Votre livre donne pourtant l’impression que le protestantisme réformé ne néglige que très peu la place des femmes...

Les femmes restent quand même en retrait et dans des rôles évidemment subalternes. Et puis surtout des rôles typiquement féminins. L’aumônerie des hôpitaux, par exemple. Lydia von Auw, reste pasteure auxiliaire jusqu’à la fin de sa vie. Et puis on a des prédicatrices, mais on en sait très peu…. Cela m’amuse de me souvenir que quand j’étais enfant j’ai rencontré la première femme pasteure du canton de Neuchâtel. Au début, elle n’est pas vraiment pasteure, elle en remplit seulement quelques fonctions. Cela prend donc un certain temps malgré tout. Quand on laisse des femmes présider des cultes et devenir pasteures, c’est moins par manque d’effectif que par une décision mûrie – bien que souvent contestée avant de devenir la norme.

Autre ombre au tableau: peut-on réellement voir une dominante protestante dans le célèbre assassinat du juif payernois Arthur Bloch, en 1942.

Absolument. J’ai mené des recherches, je suis allé voir à Payerne s’il s’agissait bien de  protestants. Sur les quatre meurtriers, il y en a trois qui viennent de Payerne et un qui vient de Langnau, les trois Payernois sont baptisés dans l’Église nationale protestante et ont confirmé comme adolescents. Ce qui est assez fascinant et troublant, c’est que deux ou trois mois avant l’assassinat, un des trois Payernois devient papa et fait baptiser sa fille: alors qu’il témoigne d’un lien religieux fort, ça n’empêche pas cet acte terrible. Donc je veux montrer que le protestantisme n’a rien arrêté et que ce geste s’inscrivait dans une culture religieuse effective.

Quelle attitude les pasteurs romands ont-ils face à la puissance allemande pendant la guerre?

Toutes les initiatives pastorales qui visent à protéger les Juifs ne sont pas appliquées, ou négligemment, par le Conseil synodal. Tous ceux qui manifestent des sympathies pour l’Amitié juive ou la protection des réfugiés ne sont pas mis en avant. En revanche, les pasteurs qui s’engagent clairement du côté du nazisme à la fin de la guerre sont promus, jamais condamnés et continuent à exercer leur ministère sans être inquiétés...
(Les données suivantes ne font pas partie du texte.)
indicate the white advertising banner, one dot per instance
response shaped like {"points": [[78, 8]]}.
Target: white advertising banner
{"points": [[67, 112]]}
Peut-on dire que le protestantisme connaît un réel déclin actuellement?

Il faut parler du déclin du christianisme en général, et particulièrement du côté du protestantisme, donc oui. Pendant longtemps on pensait que c’était plus une redistribution au sein du protestantisme avec une montée des mouvements évangéliques et pentecôtistes, or on se rend compte aujourd’hui que ça ne compense rien.

Est-ce la faute d’un protestantisme réformé jugé parfois trop progressiste, voire édulcoré?

Peut-être. Car ce qui marche bien, actuellement, au niveau religieux, c’est le fondamentalisme, les orthodoxies, les formes un peu dures et exigeantes, l’intégrisme. Les gens qui veulent croire en Dieu à notre époque veulent des réponses claires et l’expression d’une morale clairement délimitée.